By Zadra Rose Ibañez
Many of us think of October 31 as Halloween, prominently featuring costumes and candy, but the period from October 31 to November 2 is also celebrated in many other ways around the world and in different cultures.
All over the world, the upcoming three-day window of time from October 31 – November 2 is celebrated in many different ways by different cultures.
Samhein is a Celtic Festival that happens at sunset on October 31 and continues through November 1. The holiday signaled the end of the harvest season and the coming of winter and was a time for introspection. For this reason, many considered it to be the Celtic New Year.
This was the time when cattle were brought back down from the summer pastures and when livestock were slaughtered for the winter. Bonfires, thought to have protective and cleansing powers, were lit and celebrations occurred around them. Samhein was seen as the time when “the veil” between our world and the spirit world was thinnest and most easily crossed by pagan gods and nature spirits. It was thought that the souls if the dead would visit their homes during this time. These souls of the dead relatives were called to feasts and a place was set at the table for them.
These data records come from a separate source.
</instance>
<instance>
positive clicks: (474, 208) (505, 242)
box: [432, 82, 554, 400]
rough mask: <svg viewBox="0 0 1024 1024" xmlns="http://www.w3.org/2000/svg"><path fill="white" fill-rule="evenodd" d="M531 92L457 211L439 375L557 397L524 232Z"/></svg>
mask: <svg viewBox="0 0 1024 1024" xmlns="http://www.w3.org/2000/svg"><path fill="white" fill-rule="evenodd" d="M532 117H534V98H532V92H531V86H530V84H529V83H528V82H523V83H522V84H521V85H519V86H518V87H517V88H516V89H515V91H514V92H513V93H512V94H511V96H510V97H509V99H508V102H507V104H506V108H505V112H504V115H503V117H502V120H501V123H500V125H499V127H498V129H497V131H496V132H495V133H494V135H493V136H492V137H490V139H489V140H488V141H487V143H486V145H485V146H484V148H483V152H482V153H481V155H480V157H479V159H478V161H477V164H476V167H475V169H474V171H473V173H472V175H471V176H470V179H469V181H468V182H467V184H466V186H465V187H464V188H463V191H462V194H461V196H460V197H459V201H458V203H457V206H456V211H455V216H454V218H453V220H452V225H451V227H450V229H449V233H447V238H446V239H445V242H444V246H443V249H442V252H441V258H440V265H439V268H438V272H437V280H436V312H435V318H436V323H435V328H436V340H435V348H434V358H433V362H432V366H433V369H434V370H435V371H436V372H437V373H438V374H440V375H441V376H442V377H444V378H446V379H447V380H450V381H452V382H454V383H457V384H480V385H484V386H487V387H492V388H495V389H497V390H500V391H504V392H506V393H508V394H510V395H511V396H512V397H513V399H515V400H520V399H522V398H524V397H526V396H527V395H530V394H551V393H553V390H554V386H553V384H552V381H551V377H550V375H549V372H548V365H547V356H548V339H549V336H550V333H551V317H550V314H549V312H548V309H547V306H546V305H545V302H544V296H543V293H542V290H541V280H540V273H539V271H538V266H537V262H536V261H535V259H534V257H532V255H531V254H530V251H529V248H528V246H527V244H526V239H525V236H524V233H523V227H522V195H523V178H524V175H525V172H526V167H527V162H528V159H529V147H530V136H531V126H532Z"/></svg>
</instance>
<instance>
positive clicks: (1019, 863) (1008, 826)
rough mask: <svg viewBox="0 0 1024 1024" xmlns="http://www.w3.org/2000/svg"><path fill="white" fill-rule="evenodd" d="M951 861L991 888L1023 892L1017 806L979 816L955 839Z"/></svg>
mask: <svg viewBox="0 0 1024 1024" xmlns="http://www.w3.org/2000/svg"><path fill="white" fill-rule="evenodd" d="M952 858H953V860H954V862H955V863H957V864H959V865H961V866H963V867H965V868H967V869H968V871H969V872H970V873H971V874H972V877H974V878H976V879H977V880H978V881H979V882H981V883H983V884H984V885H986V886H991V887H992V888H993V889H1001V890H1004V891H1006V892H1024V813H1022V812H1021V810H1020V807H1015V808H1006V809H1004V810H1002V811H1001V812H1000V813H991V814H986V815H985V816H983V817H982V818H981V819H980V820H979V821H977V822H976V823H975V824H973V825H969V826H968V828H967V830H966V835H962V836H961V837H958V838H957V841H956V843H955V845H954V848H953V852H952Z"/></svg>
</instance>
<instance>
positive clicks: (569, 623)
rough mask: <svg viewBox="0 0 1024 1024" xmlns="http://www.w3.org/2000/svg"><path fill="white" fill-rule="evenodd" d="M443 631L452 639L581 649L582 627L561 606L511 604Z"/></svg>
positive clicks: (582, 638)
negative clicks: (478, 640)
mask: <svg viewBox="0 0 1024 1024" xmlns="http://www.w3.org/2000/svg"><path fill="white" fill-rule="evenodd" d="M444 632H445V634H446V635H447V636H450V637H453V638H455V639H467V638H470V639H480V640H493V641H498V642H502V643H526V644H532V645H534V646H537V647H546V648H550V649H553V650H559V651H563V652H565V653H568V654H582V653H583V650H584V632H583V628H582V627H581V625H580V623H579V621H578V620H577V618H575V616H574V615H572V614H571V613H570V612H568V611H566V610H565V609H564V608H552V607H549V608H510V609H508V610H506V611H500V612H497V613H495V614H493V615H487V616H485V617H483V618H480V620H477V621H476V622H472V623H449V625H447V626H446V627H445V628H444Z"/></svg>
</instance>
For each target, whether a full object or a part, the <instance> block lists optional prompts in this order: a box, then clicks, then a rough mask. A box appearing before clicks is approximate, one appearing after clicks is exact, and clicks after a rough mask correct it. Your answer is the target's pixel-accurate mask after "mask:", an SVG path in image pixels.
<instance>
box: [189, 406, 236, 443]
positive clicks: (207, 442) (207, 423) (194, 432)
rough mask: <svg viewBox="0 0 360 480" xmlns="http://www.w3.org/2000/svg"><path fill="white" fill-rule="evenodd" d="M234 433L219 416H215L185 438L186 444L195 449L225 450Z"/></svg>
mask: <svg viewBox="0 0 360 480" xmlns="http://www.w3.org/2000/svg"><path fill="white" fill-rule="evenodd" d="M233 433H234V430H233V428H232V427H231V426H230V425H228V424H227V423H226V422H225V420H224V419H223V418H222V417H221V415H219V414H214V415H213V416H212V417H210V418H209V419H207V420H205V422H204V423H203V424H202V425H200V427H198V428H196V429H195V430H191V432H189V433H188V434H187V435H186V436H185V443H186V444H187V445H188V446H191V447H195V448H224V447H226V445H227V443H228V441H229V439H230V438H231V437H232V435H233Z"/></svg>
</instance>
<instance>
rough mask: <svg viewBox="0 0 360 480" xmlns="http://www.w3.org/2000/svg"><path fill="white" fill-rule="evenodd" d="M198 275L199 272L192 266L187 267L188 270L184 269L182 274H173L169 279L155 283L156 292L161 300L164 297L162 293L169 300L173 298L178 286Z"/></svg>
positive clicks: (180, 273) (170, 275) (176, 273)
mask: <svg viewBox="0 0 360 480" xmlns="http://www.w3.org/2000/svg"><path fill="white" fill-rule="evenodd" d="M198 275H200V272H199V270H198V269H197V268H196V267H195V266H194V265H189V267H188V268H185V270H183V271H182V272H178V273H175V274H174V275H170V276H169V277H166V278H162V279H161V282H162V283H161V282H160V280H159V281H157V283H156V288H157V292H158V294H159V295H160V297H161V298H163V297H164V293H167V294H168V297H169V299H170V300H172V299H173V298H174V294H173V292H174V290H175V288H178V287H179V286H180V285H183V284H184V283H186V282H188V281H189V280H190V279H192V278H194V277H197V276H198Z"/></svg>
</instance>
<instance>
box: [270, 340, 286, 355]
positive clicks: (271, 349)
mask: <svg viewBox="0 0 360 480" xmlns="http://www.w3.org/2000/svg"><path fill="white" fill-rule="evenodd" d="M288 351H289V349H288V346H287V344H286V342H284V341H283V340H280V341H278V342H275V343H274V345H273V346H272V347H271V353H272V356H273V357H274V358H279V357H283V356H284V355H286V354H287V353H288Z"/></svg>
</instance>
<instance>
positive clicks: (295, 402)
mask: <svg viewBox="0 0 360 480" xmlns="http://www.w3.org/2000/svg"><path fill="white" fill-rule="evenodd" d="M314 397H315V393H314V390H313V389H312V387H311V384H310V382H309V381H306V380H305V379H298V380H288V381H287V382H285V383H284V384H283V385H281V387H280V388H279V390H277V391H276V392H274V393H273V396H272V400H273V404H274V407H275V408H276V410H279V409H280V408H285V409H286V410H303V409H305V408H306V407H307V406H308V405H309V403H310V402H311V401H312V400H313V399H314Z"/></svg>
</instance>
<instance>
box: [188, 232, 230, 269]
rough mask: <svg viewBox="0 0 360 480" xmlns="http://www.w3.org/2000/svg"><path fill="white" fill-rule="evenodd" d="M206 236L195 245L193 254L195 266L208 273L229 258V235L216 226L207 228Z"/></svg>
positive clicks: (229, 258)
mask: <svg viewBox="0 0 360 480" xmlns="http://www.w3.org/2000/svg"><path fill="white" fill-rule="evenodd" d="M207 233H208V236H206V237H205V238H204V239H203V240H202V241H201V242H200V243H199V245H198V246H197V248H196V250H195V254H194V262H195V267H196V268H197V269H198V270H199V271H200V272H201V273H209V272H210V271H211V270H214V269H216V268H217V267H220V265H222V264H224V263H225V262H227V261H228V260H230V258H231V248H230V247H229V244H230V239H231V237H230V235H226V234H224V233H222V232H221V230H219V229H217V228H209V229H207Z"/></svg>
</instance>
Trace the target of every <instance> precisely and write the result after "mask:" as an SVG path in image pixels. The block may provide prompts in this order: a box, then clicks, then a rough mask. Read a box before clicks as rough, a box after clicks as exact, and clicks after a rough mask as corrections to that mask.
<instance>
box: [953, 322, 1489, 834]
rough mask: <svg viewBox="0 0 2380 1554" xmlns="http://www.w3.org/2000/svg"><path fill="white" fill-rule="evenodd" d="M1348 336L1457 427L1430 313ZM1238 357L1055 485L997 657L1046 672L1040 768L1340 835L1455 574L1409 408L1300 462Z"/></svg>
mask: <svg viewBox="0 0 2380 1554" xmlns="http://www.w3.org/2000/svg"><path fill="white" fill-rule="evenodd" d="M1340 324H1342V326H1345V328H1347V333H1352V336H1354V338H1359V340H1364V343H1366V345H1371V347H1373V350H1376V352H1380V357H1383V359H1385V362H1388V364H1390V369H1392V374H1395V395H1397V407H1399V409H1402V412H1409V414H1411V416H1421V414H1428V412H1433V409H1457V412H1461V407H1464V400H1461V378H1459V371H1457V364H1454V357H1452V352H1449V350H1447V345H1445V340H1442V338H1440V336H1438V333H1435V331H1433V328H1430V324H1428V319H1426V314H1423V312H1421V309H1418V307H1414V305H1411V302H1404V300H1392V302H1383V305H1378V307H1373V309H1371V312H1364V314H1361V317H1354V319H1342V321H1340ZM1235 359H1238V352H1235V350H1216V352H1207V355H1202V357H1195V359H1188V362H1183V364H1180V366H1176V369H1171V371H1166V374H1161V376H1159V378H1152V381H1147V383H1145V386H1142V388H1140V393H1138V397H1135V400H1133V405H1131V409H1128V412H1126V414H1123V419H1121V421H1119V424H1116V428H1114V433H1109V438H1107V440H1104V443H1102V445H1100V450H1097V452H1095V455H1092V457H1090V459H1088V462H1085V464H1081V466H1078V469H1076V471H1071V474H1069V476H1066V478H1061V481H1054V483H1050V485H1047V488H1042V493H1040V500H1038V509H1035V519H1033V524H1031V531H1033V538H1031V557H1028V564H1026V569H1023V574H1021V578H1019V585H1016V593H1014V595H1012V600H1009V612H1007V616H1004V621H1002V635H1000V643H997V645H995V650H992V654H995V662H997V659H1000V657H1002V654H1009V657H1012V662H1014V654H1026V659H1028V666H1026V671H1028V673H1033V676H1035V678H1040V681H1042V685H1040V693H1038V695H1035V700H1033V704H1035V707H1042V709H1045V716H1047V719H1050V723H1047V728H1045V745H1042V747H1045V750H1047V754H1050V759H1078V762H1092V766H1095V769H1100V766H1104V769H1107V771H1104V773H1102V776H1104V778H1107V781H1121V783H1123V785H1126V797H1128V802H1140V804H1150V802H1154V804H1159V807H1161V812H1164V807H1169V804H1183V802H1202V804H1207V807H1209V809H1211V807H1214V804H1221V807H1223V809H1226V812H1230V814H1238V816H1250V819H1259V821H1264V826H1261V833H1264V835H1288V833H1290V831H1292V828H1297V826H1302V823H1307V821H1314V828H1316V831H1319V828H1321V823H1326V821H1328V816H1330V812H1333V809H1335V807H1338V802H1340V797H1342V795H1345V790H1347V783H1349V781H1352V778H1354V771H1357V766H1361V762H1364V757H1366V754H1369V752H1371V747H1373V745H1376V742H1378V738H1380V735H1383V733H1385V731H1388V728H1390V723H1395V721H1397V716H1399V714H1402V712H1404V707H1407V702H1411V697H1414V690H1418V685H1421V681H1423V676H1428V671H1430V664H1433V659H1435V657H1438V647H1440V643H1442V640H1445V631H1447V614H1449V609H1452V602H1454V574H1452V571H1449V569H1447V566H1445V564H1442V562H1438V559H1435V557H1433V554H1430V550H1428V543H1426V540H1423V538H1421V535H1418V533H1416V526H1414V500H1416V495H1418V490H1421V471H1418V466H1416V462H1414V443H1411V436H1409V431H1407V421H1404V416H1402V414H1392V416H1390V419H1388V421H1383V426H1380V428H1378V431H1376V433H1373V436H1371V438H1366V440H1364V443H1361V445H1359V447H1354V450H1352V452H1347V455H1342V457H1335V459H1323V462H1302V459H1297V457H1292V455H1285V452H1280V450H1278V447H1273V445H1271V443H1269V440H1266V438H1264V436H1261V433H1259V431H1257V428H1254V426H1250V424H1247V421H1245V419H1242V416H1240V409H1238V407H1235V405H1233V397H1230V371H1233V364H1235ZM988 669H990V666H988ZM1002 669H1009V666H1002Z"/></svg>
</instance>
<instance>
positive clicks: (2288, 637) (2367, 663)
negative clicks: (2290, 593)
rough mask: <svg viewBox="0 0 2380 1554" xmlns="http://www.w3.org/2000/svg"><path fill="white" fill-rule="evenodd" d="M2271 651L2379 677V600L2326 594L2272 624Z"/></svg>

“Mumming and guising were part of the festival, and involved people going door-to-door in costume (or in disguise), often reciting verses in exchange for food. The costumes may have been a way of imitating, or disguising oneself from, the spirits.” (Hutton)
Mumming and guising can clearly be seen in the tradition of Halloween. “All Hallows’ Evening” is the day before the Christian holiday of All Hallows’ Day or All Saints Day. All Saints Day is “a time for remembering the dead, including saints (hallows), martyrs and all the faithful departed.” (Davis) Halloween is often celebrated with dressing up in costumes, trick-or-treating, attending parties, decorating pumpkins as jack-o’-lanterns, eating candy and watching scary movies or visiting haunted houses.
All Saints Day, also known as All Souls Day, is celebrated in some countries as the Day of the Dead or, Dia de los Muertos. Many of the same customs and traditions from Samhein can be seen in Dia de los Muertos, such as laying out a feast for the departed. In Mexico, Dia de los Muertos is a bank holiday. Those celebrating the holiday build ofrendas, or private altars with foods, sugar skulls, marigolds and possessions to honor the deceased. This holiday can be traced back to the time of the Aztecs.
Similar celebrations, though at different times of the year, can also be found in China with the Ghost Festival and Japan with the Bon Festival.
Personally, I spend this time period thinking of the past year and planning for the future. It is a combination of Thanksgiving – gratitude for all that I have been given, recognition of all that I have accomplished and appreciation for all that I have shared – and New Year’s. What do I want the next few years of my life to be like? What values, goals and responsibilities do I want to grow into? Who do I want to spend my time with in the next few years and what difference will I choose to make in the coming year?
However you choose to spend this coming weekend, know that you are not alone in your tradition and that people all over the world are celebrating with you!
O’Driscoll, Robert (ed.) (1981) The Celtic Consciousness. New York, Braziller ISBN 0-8076-1136-0, pp.197–216: Ross, Anne “Material Culture, Myth and Folk Memory”; pp.217–242: Danaher, Kevin “Irish Folk Tradition and the Celtic Calendar”
Hutton, Ronald (1996) Stations of the Sun: A History of the Ritual Year in Britain. Oxford, Oxford University Press ISBN 0-19-288045-4, p. 363.
Davis, Kenneth. Don’t Know Much About Mythology: Everything You Need to Know About the Greatest Stories in Human History but Never Learned, HarperCollins, page 231.